When Adonis Calls is the story of an accomplished author struggling with writer’s block who is contacted by an eager young fan interested in both an artistic and personal correspondence. What follows is a sensual game of literary discovery that leads the two into realms of unbridled eroticism, demons, and secret longings. Their writings culminate in a meeting in the flesh that transcends beyond what either of them imagined when they first put pen to paper.

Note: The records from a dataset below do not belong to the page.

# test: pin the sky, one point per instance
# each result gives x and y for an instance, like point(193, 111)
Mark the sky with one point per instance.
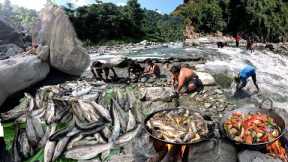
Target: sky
point(163, 6)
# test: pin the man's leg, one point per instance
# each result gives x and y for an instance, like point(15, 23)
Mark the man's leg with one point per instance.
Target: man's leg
point(255, 81)
point(106, 71)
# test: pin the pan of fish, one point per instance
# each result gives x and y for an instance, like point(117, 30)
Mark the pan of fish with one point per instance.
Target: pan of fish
point(177, 126)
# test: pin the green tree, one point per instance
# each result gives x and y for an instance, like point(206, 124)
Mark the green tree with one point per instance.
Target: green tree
point(134, 13)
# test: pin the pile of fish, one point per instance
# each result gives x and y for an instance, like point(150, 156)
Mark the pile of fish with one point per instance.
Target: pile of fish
point(68, 120)
point(178, 126)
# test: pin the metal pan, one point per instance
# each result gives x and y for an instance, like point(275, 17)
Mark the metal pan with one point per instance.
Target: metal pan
point(270, 112)
point(149, 131)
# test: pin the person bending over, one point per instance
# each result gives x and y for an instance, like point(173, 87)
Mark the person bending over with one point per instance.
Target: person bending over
point(245, 73)
point(185, 77)
point(97, 69)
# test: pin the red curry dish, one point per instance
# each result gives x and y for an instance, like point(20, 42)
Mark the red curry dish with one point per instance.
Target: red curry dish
point(251, 128)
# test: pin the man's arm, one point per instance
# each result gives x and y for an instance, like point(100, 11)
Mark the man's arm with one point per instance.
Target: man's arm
point(180, 84)
point(255, 81)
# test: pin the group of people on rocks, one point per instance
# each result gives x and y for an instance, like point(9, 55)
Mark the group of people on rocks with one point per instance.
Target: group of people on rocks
point(182, 76)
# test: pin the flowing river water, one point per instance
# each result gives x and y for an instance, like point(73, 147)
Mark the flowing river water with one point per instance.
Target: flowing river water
point(271, 68)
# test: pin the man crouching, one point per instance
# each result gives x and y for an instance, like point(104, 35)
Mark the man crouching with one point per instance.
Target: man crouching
point(97, 69)
point(185, 77)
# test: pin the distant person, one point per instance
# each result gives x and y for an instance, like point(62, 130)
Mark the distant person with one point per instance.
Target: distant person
point(250, 45)
point(135, 69)
point(187, 78)
point(32, 50)
point(237, 39)
point(151, 69)
point(245, 73)
point(97, 69)
point(221, 44)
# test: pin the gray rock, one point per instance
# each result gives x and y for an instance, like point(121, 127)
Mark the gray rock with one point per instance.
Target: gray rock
point(66, 51)
point(20, 72)
point(10, 50)
point(212, 151)
point(43, 53)
point(157, 93)
point(9, 35)
point(255, 156)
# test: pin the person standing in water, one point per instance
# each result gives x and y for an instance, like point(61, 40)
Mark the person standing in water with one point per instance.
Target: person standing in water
point(245, 73)
point(185, 77)
point(237, 39)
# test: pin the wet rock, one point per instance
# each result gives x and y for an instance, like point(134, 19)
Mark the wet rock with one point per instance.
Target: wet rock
point(157, 93)
point(8, 35)
point(66, 51)
point(206, 78)
point(212, 150)
point(10, 50)
point(255, 156)
point(43, 53)
point(19, 72)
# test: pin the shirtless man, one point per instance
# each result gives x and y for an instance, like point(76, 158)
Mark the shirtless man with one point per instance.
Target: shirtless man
point(152, 70)
point(135, 69)
point(185, 78)
point(97, 69)
point(245, 73)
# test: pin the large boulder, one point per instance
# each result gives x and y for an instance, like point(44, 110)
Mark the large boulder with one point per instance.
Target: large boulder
point(206, 78)
point(66, 51)
point(9, 35)
point(20, 72)
point(10, 50)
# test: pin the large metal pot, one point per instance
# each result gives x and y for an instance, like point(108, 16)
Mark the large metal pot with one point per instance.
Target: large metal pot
point(248, 110)
point(207, 137)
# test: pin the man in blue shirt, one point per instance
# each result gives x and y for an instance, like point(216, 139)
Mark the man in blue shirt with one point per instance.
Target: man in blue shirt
point(244, 74)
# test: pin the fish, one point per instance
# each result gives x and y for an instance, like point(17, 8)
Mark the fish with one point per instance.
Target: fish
point(50, 146)
point(86, 153)
point(15, 147)
point(81, 91)
point(116, 125)
point(89, 126)
point(60, 147)
point(16, 112)
point(39, 130)
point(50, 112)
point(88, 111)
point(102, 111)
point(180, 126)
point(123, 116)
point(131, 121)
point(26, 150)
point(31, 133)
point(127, 136)
point(44, 139)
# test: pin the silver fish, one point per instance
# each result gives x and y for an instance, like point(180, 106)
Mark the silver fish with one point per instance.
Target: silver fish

When Adonis Calls blends a ninety minute score of romantic lyricism with dance and a fresh perspective of operatic storytelling. The piece utilizes an ensemble of two baritones, string quartet, percussionist, and two dancers.
Program note:
“I think I heard Adonis Call/ his voice was thin and sullen…” Love does not always call to us with a herald’s trumpet or a fanfare. Sometimes the voice of love is a quiet whisper on the horizon, and that whisper becomes “a blaze, a fire that rages and cannot be contained until all becomes silence beneath its ashy snow.” The journey of love is a beautiful mess and one that When Adonis Calls embraces in its totality. This piece truly has it all; from the mundane, to the edge of vulnerability. From the semi profane and offensive, to moments that I struggle to even find words to describe.
The music is also full of opposites, from a wry humor with a coy sex joke, a tempo of 69, and an opening motif of inversions on F-A-G to arching melodies that ache with the seriousness of love and death. The music also helps us see the journey of the Poet and the Muse as they come together. The Muse starts with an almost Cuban dance beat, pulsing underneath many of his poems; meanwhile, the Poet has sensuality more akin to American jazz. Throughout the piece we slowly hear these rhythms and extended harmonies developing between the two as the Poet adopts ideas from the Muse and vice versa. The ensemble itself is contradictory in ways as well; a delicate string quartet is contrasted with unabashed bongos and sogo drum. Borzoni forms a uniquely beautiful soundscape as he melds these contrasting ideas into a tight-knit unity, forming a cohesive whole.
The thematic tonality doesn’t stop there, as the show embraces several different forms of art. Poetry, dance, drama, and music come together for an experience that is quite rare. When Adonis Calls will not tell you what to think; it will not tell you what to experience. It will wash over you so that everyone is stirred and moved in a unique way. This is one of the great joys of art and one that is maximized here. I encourage you not to analyze this piece as it occurs, but to let each feeling in, as it knocks in the door, and out when another comes to replace it.
~ Alexandra Enyart
Reviews:
“… When Adonis Calls. A tight, yet leisurely, ninety minutes of opera that leaps from the score of composer Clint Borzoni set to the sexy, philosophical meanderings of “The Naked Poet,” Gavin Geoffrey Dillard, as curated and shaped by director/choreographer/librettist wunderkind John De Los Santos. The piece is scored for two baritones, two male dancers, a string quartet and percussion, a heady and distinctive bouquet that the creators use to full benefit … glorious!”
“Borzoni mirrors, then elucidates Dillard’s jagged-then-lush free verse, wondrously specific to near didacticism then suddenly heightened, with a contemporary score that, upon musicological examination, answers all the requirements for today’s opera music, its forms and compositional-themeology sharp, nearly terse at times, then profiting hugely by a sweeping lyricism that must be making Richard Strauss misty in his grave.”